Client discounts under "Idle", never able to reconnect


#1

We found a bug in the library when the client discounts under “idle” for more than half an hour, and it’s easy to reproduce:

  • Create a client for the couchbase client library (version 1.3.3.0), used to read document only, let’s called it ROC, read only client;
  • Insert a document by another application (embedded with the same couchbase client), returning a key;
  • Use the ROC to read the document by the key from the app, so far so good;
  • However, let ROC idle for more than half an hour;
  • Insert another document by the app, returning a new key.
  • Then, I realized that the new document can be accessed by the app and other non-idle ROCs, but NOT by the first ROC idle for half an hour.

Here’s how we initialize the couchbase client:

var cbConfig = new Couchbase.Configuration.CouchbaseClientConfiguration();
cbConfig.Bucket = “doc”;
cbConfig.BucketPassword = “doc”;
foreach (var s in Servers)
cbConfig.Urls.Add(new Uri(string.Format(“http://{0}:8091/pools/default”, s)));
client = new CouchbaseClient(cbConfig);

Here’s how we read the document:

var result = client.ExecuteGet(key);

Here’s how we create the document:

var doc = Guid.NewGuid().ToString("N") var key = string.Format("doc_{0}", token); client.StoreJson(StoreMode.Add, key, doc, TimeSpan.FromSeconds(900))
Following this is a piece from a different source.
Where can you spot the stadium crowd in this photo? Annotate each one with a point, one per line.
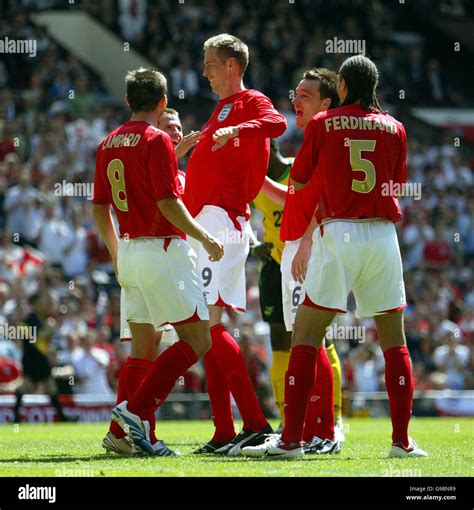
(52, 261)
Exception (converted to JSON) we caught in the idle ROC when we call ExecuteGet:

{ "HasValue": false, "Value": null, "Cas": 0, "Success": false, "Message": "Exception reading response - 12.23.42.12:11210", "Exception": { "ClassName": "System.IO.IOException", "Message": "Failed to write to the socket '10.70.10.97:11210'. Error: ConnectionReset", "Data": {
                            },
                            "InnerException": null,
                            "HelpURL": null,
                            "StackTraceString": "   at Enyim.Caching.Memcached.ThrowHelper.ThrowSocketWriteError(EndPoint endPoint, SocketError error)   at Couchbase.CouchbasePooledSocket.Write(IList`1 buffers)   at Couchbase.CouchbaseNode.Execute(IOperation op)",
                            "RemoteStackTraceString": null,
                            "RemoteStackIndex": 0,
                            "ExceptionMethod": "8\nThrowSocketWriteError\nEnyim.Caching, Version=1.3.3.0, Culture=neutral, PublicKeyToken=05e9c6b5a9ec94c2\nEnyim.Caching.Memcached.ThrowHelper\nVoid ThrowSocketWriteError(System.Net.EndPoint, System.Net.Sockets.SocketError)",
                            "HResult": -2146232800,
                            "Source": "Enyim.Caching",
                            "WatsonBuckets": null
            },
            "StatusCode": 132,
            "InnerResult": {
                            "Cas": 0,
                            "Success": false,
                            "Message": "Exception reading response - 12.23.42.12:11210",
                            "Exception": {
                                            "ClassName": "System.IO.IOException",
                                            "Message": "Failed to write to the socket '10.70.10.97:11210'. Error: ConnectionReset",
                                            "Data": {
                                                            
                                            },
                                            "InnerException": null,
                                            "HelpURL": null,
                                            "StackTraceString": "   at Enyim.Caching.Memcached.ThrowHelper.ThrowSocketWriteError(EndPoint endPoint, SocketError error)   at Couchbase.CouchbasePooledSocket.Write(IList`1 buffers)   at Couchbase.CouchbaseNode.Execute(IOperation op)",
                                            "RemoteStackTraceString": null,
                                            "RemoteStackIndex": 0,
                                            "ExceptionMethod": "8\nThrowSocketWriteError\nEnyim.Caching, Version=1.3.3.0, Culture=neutral, PublicKeyToken=05e9c6b5a9ec94c2\nEnyim.Caching.Memcached.ThrowHelper\nVoid ThrowSocketWriteError(System.Net.EndPoint, System.Net.Sockets.SocketError)",
                                            "HResult": -2146232800,
                                            "Source": "Enyim.Caching",
                                            "WatsonBuckets": null
                            },
                            "StatusCode": 132,
                            "InnerResult": null
            }

}


#2

yli119 -

First of all, thanks for the detailed description and steps to reproduce, it’s much appreciated. Would you mind creating a jira ticket for it? You can do so here: http://www.couchbase.com/issues/browse/NCBC. As a side note, if you create the NCBC, then you’ll get alerted as the status of the issue changes. So I suggest you do that.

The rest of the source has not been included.